When I told my family and friends that I was going to spend the whole month of July alone in Spain to walk the nearly 500-mile long Camino de Frances all the way from Saint-Jean-Pied-de-Port, France to Santiago de Compostela, Spain, I received varied reactions.
Some were positive and supportive, but many times I heard, “It is dangerous for a girl!”
“You can’t walk alone!”
“What if someone rapes you over there?”
“Can’t you at least go with a friend?”
Have you ever been told that you can’t do something because you’re a woman? If I’d gotten discouraged when people doubted my abilities as a woman this summer, I would’ve missed out on the walk of a lifetime.
I was raised in an environment where I had a curfew much earlier than my three-years-younger brother because “he cannot come home pregnant.” My last partner criticized me for being too independent because I often rejected his help. Growing up in a society that strives for equality, yet still comes short of reaching it, I almost let these attitudes get to me.

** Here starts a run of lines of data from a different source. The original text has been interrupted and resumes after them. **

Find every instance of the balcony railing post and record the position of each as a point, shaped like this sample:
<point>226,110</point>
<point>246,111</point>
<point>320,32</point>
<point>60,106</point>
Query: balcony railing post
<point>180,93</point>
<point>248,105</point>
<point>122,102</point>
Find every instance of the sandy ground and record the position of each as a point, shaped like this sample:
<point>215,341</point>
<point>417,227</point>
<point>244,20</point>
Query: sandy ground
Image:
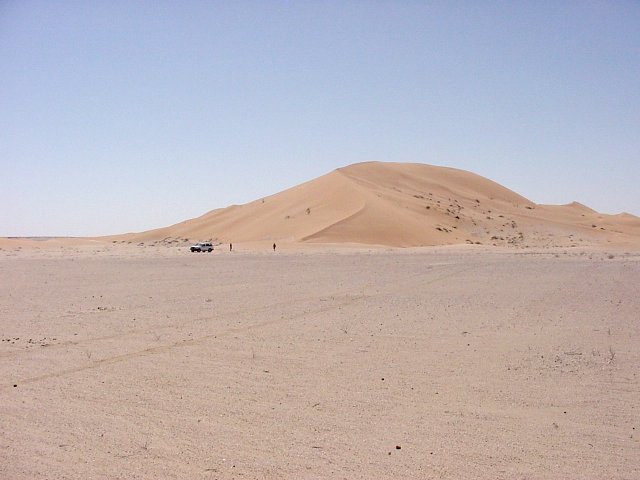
<point>446,363</point>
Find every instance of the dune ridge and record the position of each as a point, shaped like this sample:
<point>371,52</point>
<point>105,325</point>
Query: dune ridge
<point>399,205</point>
<point>403,205</point>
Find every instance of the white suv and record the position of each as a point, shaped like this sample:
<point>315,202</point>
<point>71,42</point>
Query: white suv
<point>202,247</point>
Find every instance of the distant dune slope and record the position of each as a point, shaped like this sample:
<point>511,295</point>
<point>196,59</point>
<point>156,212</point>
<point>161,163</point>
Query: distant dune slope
<point>402,205</point>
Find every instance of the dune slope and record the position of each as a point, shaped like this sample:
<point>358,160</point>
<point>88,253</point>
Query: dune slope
<point>403,205</point>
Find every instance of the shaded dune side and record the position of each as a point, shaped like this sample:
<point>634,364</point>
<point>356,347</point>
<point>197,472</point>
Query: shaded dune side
<point>399,204</point>
<point>287,216</point>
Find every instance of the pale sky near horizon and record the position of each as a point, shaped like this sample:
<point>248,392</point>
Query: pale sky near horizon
<point>123,116</point>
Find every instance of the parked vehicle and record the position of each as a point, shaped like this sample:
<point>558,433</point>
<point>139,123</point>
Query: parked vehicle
<point>202,247</point>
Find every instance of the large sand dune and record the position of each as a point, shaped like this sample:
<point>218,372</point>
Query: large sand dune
<point>402,205</point>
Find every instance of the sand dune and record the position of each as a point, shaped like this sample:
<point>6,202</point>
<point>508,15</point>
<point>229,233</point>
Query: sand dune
<point>390,204</point>
<point>403,205</point>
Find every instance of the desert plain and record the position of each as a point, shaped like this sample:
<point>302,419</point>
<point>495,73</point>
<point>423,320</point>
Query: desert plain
<point>455,362</point>
<point>414,322</point>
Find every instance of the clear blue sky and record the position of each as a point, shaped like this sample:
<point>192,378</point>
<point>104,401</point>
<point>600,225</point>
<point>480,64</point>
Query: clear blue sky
<point>122,116</point>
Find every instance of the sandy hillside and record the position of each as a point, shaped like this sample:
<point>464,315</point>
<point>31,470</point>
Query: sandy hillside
<point>441,363</point>
<point>402,205</point>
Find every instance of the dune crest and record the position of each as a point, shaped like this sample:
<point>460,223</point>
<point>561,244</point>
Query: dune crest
<point>403,205</point>
<point>400,205</point>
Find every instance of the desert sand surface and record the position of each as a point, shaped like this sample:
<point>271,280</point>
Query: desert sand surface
<point>466,362</point>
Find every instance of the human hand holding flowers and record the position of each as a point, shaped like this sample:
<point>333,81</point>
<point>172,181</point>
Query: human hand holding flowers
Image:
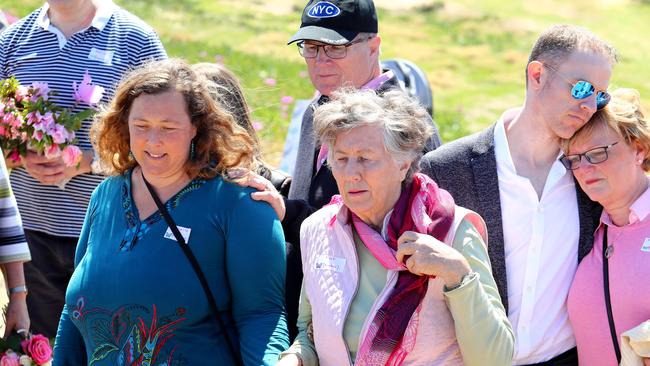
<point>36,351</point>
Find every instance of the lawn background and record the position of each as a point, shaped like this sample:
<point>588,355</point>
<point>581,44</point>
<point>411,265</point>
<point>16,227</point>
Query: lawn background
<point>474,52</point>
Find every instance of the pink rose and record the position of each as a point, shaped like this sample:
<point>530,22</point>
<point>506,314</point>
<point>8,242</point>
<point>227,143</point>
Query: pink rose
<point>44,123</point>
<point>33,117</point>
<point>87,92</point>
<point>15,156</point>
<point>52,152</point>
<point>71,155</point>
<point>10,359</point>
<point>59,134</point>
<point>38,135</point>
<point>22,93</point>
<point>287,99</point>
<point>38,348</point>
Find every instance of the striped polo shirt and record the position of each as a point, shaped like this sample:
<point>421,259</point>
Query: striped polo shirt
<point>13,245</point>
<point>34,50</point>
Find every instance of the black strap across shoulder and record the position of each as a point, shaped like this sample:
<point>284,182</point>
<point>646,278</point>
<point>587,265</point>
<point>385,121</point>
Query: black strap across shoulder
<point>608,303</point>
<point>197,269</point>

And now my own loved ones were telling me I couldn’t walk alone because of my womanhood.
Thankfully, I’m more willful than fearful. Nothing motivates me more than being underestimated, and to be able to prove people wrong just felt like a bonus to my upcoming adventure.
I flew to a small town in France where not many people spoke English, and I was alone. I took several buses from there to get to my starting point. Each night, I found a hostel and slept in a room full of strangers. I crossed the Pyrenees mountains by foot, through areas so rural there was no cell phone signal and sometimes no civilization. To avoid the heat, I walked in the dark right before sunrise.
I did it alone, and I made it out alive to the surprise of those who doubted me.
I used my common sense on the Camino, just like anywhere else. I didn’t go home with a stranger. I stayed on the path, and I didn’t hang out in alleys at night. But I didn’t do this all because I’m a woman: I did it because I am a cautious traveler, regardless of my gender.
My summer trip is not going to change the world, but it is a little piece of the larger picture. I’m not the first, nor the last woman to walk the Camino Frances. But people’s reactions to my summer whereabouts raise a bigger problem.
How do we raise another generation of Amelia Earharts, Susan B. Anthonys or Marie Curies, when we keep telling girls that certain activities and jobs are not made for them?
I’m proud of myself for not letting these negative voices change my mind. Spending the summer alone made me realize that I’m a woman, and women can do anything.